Disney, Fox, WBD Appeal Ruling That Blocked Joint Venture
By Movieguide® Contributor
Disney, Fox and Warner Bros. Discovery are appealing a court ruling that temporarily blocked their new sports streaming venture, Venu Sports.
Sports streaming service FuboTV requested a preliminary injunction to block Venu’s launch, saying it will “irrevocably reduc[e] competition in the market and harm…consumers,” per Deadline.
Movieguide® reported on the injunction:
Per ESPN, “United States District Judge Margaret M. Garnett in the Southern District of New York said in her 69-page ruling Friday that Fubo was likely to be successful in proving that the joint venture would violate antitrust laws and that Fubo and consumers would ‘face irreparable harm in the absence of an injunction.’”

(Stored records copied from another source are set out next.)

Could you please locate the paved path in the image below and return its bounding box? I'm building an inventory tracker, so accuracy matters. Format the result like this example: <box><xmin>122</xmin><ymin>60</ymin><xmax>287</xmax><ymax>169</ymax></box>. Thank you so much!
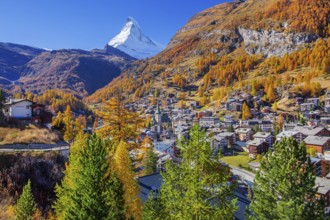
<box><xmin>230</xmin><ymin>166</ymin><xmax>255</xmax><ymax>186</ymax></box>
<box><xmin>0</xmin><ymin>142</ymin><xmax>70</xmax><ymax>152</ymax></box>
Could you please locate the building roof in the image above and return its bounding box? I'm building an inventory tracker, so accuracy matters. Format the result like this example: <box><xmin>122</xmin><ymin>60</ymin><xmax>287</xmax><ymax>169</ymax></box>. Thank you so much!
<box><xmin>213</xmin><ymin>135</ymin><xmax>227</xmax><ymax>142</ymax></box>
<box><xmin>254</xmin><ymin>132</ymin><xmax>271</xmax><ymax>138</ymax></box>
<box><xmin>246</xmin><ymin>139</ymin><xmax>265</xmax><ymax>146</ymax></box>
<box><xmin>154</xmin><ymin>140</ymin><xmax>175</xmax><ymax>153</ymax></box>
<box><xmin>138</xmin><ymin>173</ymin><xmax>163</xmax><ymax>202</ymax></box>
<box><xmin>304</xmin><ymin>136</ymin><xmax>330</xmax><ymax>146</ymax></box>
<box><xmin>235</xmin><ymin>128</ymin><xmax>252</xmax><ymax>134</ymax></box>
<box><xmin>4</xmin><ymin>99</ymin><xmax>33</xmax><ymax>106</ymax></box>
<box><xmin>276</xmin><ymin>131</ymin><xmax>300</xmax><ymax>139</ymax></box>
<box><xmin>293</xmin><ymin>126</ymin><xmax>326</xmax><ymax>136</ymax></box>
<box><xmin>218</xmin><ymin>132</ymin><xmax>235</xmax><ymax>137</ymax></box>
<box><xmin>315</xmin><ymin>177</ymin><xmax>330</xmax><ymax>195</ymax></box>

Venu Sports was set to aggregate 15 linear TV networks, offering “cord-cutters access to a host of sporting events drawing from each of the media companies’ portfolios, including the NFL, NBA, MLB, NHL, tennis, soccer, golf, NASCAR races and UFC matches.”
Disney, Fox and Warner Bros. Discovery jointly filed to appeal the ruling.
“We believe that Fubo’s arguments are wrong on the facts and the law, and that Fubo has failed to prove it is legally entitled to a preliminary injunction,” the companies stated after the injunction. “Venu Sports is a pro-competitive option that aims to enhance consumer choice.”
There is no update from Judge Margaret M. Garnett regarding the appeal. However, she explained in the injunction why she ruled the way she did: “If the JV launches, witness testimony and documentary evidence firmly establish that a swift exodus of large numbers of Fubo’s subscribers (both current and reasonably anticipated near-term future subscribers) is likely, and that Fubo’s bankruptcy and delisting of the company’s stock will likely soon follow. These are quintessential harms that money cannot adequately repair.”
According to The Wrap, “Fox, Disney and WBD were set to each own a 1/3 stake, have equal board representation and license their sports content on a non-exclusive basis. Rather than split revenue equally, the companies would earn a carriage fee similar to other distribution channels such as cable. Each company would be responsible for selling their own advertising and retain ad revenue.”